Project Summary/Abstract: Colitis-associated colorectal cancer (CAC) is one of the most deadly types of colorectal cancer (CRC) that causes the most morbidity and mortality in patients with inflammatory bowel disease (IBD). The early detection of dysplastic or malignant lesions in patients with ulcerative colitis is challenging, which resulted in delayed

diagnosis and limited therapeutic efficacy of CAC. Bile acids (BAs), as early dietary sensors, are critical mediators of gut physiology, partly by affecting their master receptor, Farnesoid X Receptor (FXR) 's activity. BAs overproduction is implicated in diarrhea associated with IBD and CAC, with which the function of FXR is

severely compromised. The BAs-FXR axis is a convergent point of genetic and dietary risk factors of CRC. In addition, FXR is a crucial modulator of the pro-and anti-inflammatory responses in the intestinal epithelium. Intestinal macrophages constitute the largest pool of macrophages in the body and have emerged as crucial

sentinels for gut microbiome and metabolite recognition. However, due to the exceptional plasticity of gut macrophages during cancer progression, there is a major lack of mechanistic understanding of how gut macrophages sense BAs and how FXR regulates gut macrophages’ function, and mediate its interaction with

other cell types in CAC. Our preliminary studies revealed that epithelium damage and intestinal inflammation resulted in the loss of BAs homeostasis and compromised FXR signaling in CAC mice models. Our overarching hypothesis is the dysregulated BAs-FXR axis further induces pathological immune landscape changes,

especially in macrophages, which crosstalked with Th17 cells, together promoting tumorigenesis.

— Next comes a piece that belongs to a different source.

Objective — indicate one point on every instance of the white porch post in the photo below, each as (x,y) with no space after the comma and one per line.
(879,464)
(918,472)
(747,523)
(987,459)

This proposal aims to evaluate the mechanisms of action (MOA) of FXR agonism including FDA-approved Obeticholic acid (OCA) on gut macrophages’ differentiation and function in vitro and in vivo, including expansion of animal testing

to delineate breadth of this anti-cancer efficacy on both colitis and CAC, as an immunomodulator drug. Three specific aims will be pursued: Aim 1 will investigate the impact of inflammation- and tumor-induced, host- and microbial-derived BAs on macrophage and its crosstalk to T cell and intestinal stem cells. Aim 2 will investigate

the gut macrophges’ dependence on FXR in modulating its function in CAC mice model. Aim3 of this proposal will determine the therapeutic utility of activation of FXR in gut macrophage for the treatment of CAC. Besides, we will also validate the combination therapies to maximize the efficacy of cancer treatments including rational

combinations of anti-IL23 and FXR agonists. We believe investigating the role of the BAs-FXR axis in inflammation-induced and tumor-infiltrated Macrophages will facilitate our understanding of the etiology of colitis- induced colon cancer. The proposed study of FXR ligands will hasten the development of novel therapeutics for

this debilitating and most lethal colorectal cancer.